The strength being a weakness can also be said for the short ram intake. Although its placement will prevent water ingestion, it also is affected by heat soak due to being in the warm engine bay. Is there a best of both worlds? The goal of the COBB SF Intake and Airbox combo is just that.
If you’re thinking of which car mods to add, the COBB SF intake and integrated airbox looks great and has the combined benefits of a short ram intake and a cold air intake without any of the negatives. This system utilizes several unique features in an effort to maintain optimal flow for performance while minimizing turbulence that can cause engine management problems. It uses a custom conical cloth air-filter element and a CFD-designed velocity stack leading to a unique airflow straightener grid. This straightener grid is specifically designed to smooth the incoming airflow as it passes the Mass Air Flow sensor for precise readings. This eliminates the “dead spots” experienced by other aftermarket intakes due to turbulence. Most other aftermarket intakes do not utilize these critical design elements.
In order to provide a system that looks as good on the outside as the technical advancements happening on the inside, we utilize a one-piece design constructed from a high-temperature plastic composite. Not only does this save weight compared to the previous metal design, but the plastic composite material also offers much better heat rejection properties that help keep intake air temperatures cooler. In contrast, intake systems constructed using metal castings or piping can actually retain underhood heat and in turn heat the incoming air.
The SF Air Box adds the benefits of a cold air intake to the outstanding performance of the SF Intake. The factory inlet directs cold air from the front grill to the SF Air, which encloses the SF intake. Hot engine bay air that robs horsepower is prevented from entering the intake system. This unique design also separates rainwater from the intake air, eliminating the water ingestion issues that plague in-fender cold air intakes. Calibrations by way of off the shelf maps on the Accessport have you covered for any necessary tuning changes.
Choosing the Right Intake
The intake is the front-line of your engine’s operations. It intakes the air and distributes it to the engine. If there is a restriction here, an upgrade can yield some significant power gains. Fortunately, for most vehicles, especially those that are factory turbocharged, the intake tends to be fairly well designed from the factory. This means that power gains are typically negligible unless additional significant modifications are added which require airflow beyond what the factory intake can provide. So really, if more power is your goal, any upgraded intake can be “right.”

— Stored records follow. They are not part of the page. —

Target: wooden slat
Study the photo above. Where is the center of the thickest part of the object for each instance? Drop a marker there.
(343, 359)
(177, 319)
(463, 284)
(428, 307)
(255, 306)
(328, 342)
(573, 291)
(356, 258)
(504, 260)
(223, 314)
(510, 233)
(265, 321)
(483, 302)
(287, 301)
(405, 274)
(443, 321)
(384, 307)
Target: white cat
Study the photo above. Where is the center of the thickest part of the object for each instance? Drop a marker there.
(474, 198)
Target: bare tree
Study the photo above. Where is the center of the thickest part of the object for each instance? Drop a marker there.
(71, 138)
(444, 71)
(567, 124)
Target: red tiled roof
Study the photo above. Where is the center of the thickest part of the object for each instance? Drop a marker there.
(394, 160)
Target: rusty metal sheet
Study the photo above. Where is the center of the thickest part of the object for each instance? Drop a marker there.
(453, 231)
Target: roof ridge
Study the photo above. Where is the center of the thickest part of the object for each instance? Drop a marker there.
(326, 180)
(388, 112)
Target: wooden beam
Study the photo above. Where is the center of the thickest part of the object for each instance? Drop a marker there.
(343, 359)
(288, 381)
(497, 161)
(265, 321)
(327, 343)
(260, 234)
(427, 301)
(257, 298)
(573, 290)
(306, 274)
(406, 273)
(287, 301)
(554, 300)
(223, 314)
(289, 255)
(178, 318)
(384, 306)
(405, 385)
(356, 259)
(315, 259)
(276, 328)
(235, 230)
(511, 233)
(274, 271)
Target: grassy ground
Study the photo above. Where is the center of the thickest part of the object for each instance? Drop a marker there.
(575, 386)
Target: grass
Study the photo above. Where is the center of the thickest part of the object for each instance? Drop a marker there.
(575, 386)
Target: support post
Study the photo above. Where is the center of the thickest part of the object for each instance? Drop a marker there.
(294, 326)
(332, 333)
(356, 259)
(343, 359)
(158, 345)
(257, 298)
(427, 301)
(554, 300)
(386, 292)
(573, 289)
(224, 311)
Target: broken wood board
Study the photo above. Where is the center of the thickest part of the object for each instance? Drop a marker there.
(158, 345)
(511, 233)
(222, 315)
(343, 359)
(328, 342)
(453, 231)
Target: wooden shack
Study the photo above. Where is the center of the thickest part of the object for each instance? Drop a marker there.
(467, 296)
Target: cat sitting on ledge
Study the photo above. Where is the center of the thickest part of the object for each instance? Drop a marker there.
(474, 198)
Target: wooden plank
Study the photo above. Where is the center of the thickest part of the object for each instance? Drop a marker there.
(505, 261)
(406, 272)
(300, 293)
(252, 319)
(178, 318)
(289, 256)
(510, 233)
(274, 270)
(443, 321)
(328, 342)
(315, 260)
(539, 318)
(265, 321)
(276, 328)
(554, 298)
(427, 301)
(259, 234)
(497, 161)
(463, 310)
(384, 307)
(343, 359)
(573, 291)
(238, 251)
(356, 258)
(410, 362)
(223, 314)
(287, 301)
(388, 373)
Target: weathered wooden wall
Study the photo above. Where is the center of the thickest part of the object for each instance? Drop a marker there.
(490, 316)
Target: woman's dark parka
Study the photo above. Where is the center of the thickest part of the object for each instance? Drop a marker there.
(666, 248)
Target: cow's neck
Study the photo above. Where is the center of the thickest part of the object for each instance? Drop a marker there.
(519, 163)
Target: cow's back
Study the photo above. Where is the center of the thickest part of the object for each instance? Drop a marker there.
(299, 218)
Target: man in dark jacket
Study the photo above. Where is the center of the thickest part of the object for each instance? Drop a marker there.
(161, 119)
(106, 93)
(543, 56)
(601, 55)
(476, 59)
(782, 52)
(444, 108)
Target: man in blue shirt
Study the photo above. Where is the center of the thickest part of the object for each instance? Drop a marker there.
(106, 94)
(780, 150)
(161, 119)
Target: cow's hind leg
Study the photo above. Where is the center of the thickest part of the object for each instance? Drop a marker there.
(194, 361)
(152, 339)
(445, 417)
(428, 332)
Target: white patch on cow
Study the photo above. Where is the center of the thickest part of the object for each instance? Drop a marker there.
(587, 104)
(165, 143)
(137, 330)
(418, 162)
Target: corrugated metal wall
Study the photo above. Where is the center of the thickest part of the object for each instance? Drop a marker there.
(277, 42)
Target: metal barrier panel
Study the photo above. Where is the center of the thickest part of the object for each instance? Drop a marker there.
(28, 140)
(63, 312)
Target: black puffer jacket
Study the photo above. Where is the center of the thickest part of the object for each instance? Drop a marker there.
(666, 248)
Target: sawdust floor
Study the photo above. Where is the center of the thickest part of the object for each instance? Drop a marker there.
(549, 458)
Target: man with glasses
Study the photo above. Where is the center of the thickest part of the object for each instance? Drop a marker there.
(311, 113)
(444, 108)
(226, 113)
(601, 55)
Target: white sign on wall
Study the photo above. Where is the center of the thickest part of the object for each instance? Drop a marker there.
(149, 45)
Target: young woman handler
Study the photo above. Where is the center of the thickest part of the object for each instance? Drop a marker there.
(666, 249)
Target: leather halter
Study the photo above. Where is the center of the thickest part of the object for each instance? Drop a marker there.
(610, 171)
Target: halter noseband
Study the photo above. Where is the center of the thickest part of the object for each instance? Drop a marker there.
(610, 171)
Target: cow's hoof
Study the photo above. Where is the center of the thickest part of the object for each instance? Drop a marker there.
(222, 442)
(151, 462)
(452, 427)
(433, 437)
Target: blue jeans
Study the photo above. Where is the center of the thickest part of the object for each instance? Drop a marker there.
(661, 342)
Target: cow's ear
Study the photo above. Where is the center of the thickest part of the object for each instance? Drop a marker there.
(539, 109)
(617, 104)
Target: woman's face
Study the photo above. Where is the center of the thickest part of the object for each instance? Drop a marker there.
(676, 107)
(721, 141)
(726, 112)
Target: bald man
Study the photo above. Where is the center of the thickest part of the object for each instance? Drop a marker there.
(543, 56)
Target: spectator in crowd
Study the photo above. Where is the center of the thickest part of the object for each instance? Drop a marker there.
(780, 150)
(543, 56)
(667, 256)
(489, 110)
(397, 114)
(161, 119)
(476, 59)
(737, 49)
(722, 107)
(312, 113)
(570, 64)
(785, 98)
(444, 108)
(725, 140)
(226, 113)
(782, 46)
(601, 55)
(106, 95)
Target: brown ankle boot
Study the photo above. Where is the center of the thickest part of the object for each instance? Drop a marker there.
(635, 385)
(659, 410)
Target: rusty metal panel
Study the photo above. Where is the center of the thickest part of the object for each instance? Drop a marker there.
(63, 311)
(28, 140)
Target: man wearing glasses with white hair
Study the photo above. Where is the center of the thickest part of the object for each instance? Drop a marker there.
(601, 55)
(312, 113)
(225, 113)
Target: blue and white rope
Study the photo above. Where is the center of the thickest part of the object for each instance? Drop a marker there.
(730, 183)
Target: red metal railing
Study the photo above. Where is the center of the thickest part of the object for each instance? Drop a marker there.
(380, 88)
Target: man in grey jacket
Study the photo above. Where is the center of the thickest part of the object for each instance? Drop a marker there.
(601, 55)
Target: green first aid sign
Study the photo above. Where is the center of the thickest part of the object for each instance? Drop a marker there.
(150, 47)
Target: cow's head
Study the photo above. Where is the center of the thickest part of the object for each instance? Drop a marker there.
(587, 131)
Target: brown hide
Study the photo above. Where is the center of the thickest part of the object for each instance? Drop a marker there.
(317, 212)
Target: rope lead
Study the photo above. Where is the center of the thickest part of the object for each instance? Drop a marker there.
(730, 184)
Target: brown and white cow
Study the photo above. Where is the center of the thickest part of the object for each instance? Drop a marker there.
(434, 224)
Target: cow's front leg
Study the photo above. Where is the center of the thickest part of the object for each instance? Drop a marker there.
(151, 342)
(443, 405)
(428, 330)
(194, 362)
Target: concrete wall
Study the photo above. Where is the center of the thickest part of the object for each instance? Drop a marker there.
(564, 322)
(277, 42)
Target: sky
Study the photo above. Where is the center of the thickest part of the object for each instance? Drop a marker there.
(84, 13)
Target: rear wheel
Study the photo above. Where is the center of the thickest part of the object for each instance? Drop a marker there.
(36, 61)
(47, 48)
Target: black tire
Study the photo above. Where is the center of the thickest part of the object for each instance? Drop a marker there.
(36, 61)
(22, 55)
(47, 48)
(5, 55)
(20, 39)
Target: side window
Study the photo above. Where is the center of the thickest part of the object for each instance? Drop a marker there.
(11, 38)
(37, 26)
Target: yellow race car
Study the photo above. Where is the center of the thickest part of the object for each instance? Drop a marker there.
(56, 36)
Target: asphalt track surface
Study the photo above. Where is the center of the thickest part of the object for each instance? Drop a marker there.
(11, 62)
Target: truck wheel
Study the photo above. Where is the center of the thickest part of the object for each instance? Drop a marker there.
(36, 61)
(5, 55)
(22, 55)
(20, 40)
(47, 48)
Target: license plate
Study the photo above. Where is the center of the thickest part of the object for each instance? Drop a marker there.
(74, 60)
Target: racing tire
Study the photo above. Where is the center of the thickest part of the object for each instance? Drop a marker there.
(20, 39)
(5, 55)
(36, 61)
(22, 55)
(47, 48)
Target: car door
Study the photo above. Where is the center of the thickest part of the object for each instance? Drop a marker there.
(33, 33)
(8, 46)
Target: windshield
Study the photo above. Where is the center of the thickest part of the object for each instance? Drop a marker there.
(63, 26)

But, even with that in mind, the intake still looks and sounds incredible. Most enthusiasts don’t realize just how much louder the intake can be. If you’re converting a closed box intake system to an open filter, you’ll definitely hear the difference.
As if that weren’t enough, an upgraded aftermarket intake can actually save you money! The COBB SF intake comes with a reusable filter that will last the life of your vehicle. Most users typically wash and re-oil their filter annually or every ~12k miles. Your mileage may vary depending on the conditions your vehicle operates. In any case, most upgraded intakes will have these types of filters. If power and noise aren’t benefit enough, you’ll never have to buy a new filter again!